Green trade is no longer a choice
Marie-Gabrielle Ineichen-Fleisch Director of the Foreign Economic Affairs Directorate State Secretariat of Economic Affairs, Switzerland
Green trade is no longer a choice, but an evidence - an example of SECO’s work with ITC in the textile sector
The goal of the State Secretariat of Economic Affairs (SECO) in the area of trade promotion is to support producers in developing and emerging countries to integrate into global value chains.
It is widely accepted that globalization and free trade generate economic development and create jobs, but also bear risks including those related to climate-externalities.
In the absence of clear price signals reflecting the environmental costs of using fossil fuels or generating greenhouse gases, global value chains tend to remain transport- and energy-intensive.
At the same time, well-developed international trade system can help countries to cope better with the negative side of climate change, e.g. food shortage.

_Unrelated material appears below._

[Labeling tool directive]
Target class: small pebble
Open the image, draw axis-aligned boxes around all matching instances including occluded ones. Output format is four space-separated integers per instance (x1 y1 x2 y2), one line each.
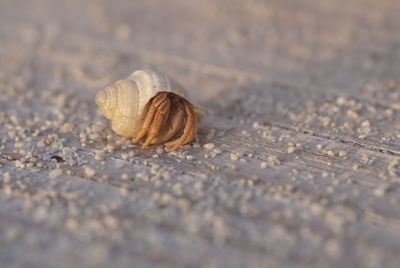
260 162 268 169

In its climate engagement, SECO focuses on the mitigation of greenhouse gas emissions by promoting resource efficient and cleaner production (RECP) processes or by working on CO2 pricing mechanisms. SECO also helps its partner countries to become more resilient and to adapt to the adverse effects of climate change.

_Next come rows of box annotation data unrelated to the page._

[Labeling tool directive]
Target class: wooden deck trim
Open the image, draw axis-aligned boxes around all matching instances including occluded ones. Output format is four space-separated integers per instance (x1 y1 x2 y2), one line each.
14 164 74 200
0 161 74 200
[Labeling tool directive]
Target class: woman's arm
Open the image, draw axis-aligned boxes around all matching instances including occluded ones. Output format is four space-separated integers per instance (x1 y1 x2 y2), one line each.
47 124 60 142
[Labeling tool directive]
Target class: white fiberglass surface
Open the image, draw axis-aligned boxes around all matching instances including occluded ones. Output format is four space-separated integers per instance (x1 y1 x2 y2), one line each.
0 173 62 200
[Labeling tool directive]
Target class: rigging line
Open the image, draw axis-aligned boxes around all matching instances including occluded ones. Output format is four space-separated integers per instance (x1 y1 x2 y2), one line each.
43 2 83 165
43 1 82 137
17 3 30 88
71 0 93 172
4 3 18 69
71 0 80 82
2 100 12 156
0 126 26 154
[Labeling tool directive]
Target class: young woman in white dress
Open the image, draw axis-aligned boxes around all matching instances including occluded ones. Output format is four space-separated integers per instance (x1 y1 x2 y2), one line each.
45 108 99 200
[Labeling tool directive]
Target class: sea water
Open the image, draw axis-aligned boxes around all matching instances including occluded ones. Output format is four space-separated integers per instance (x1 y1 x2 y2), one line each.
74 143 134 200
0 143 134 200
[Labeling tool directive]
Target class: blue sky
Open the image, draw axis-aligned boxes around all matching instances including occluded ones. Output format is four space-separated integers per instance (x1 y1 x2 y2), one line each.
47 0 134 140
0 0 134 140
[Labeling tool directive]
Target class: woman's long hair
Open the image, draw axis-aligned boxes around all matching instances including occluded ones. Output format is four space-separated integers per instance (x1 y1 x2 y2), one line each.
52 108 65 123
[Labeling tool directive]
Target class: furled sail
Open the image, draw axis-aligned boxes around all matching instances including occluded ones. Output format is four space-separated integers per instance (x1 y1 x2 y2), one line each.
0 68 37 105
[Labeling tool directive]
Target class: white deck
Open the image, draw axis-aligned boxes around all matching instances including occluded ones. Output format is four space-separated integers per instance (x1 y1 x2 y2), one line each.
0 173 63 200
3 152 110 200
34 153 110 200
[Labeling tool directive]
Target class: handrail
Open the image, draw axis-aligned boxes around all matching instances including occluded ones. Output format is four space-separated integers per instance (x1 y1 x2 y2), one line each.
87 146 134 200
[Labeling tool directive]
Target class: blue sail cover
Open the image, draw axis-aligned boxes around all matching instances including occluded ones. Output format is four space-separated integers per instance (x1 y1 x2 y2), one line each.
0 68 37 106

A good example is the GTEX/MENATEX program for the textile and clothing (T&C) value chain, which is co-funded by SECO and implemented by ITC in different countries in Central Asia and the MENA region.
T&C is one of the most dynamic sectors in global trade and key for many developing countries in terms of employment, income generation as well as foreign exchange earnings. It thus represents a strong opportunity to fight poverty.
At the same time, the T&C industry accounts for an estimated 8% of the world’s greenhouse gas emissions*, in particular, at the dyeing and finishing stages. The growing demand for cheaper and lower quality clothing (“fast fashion”), together with the use of more synthetic materials has a strong impact on climate change. If the pandemic has exacerbated the structural weaknesses of the T&C sector, the crisis has also accelerated avenues towards more sustainable and even circular production (more awareness of consumers for green and local conditions of production).
The GTEX/MENATEX contains different modules, the social and environmental ones being among the priority interventions. In the latter, almost 60 companies have benefitted of capacity building in RECP practices.
Recent results include: - Reduction of electricity consumption by substituting ordinary with LED bulbs in working areas; - A 40% reduction of energy costs through the installation of photovoltaic power station; - Reuse of water by installing a wastewater treatment plant.
While the vast majority of companies embrace the move towards increased sustainability, they often struggle with more investment-intensive measures, which would require external funding. GTEX/MENATEX helps SMEs to reduce their environmental footprint by reducing resource consumption and by capacitating them to implement less costly measures. In addition, the program also works with larger companies and facilitates contacts with green finance institutions that can assist in funding sound green investment plans.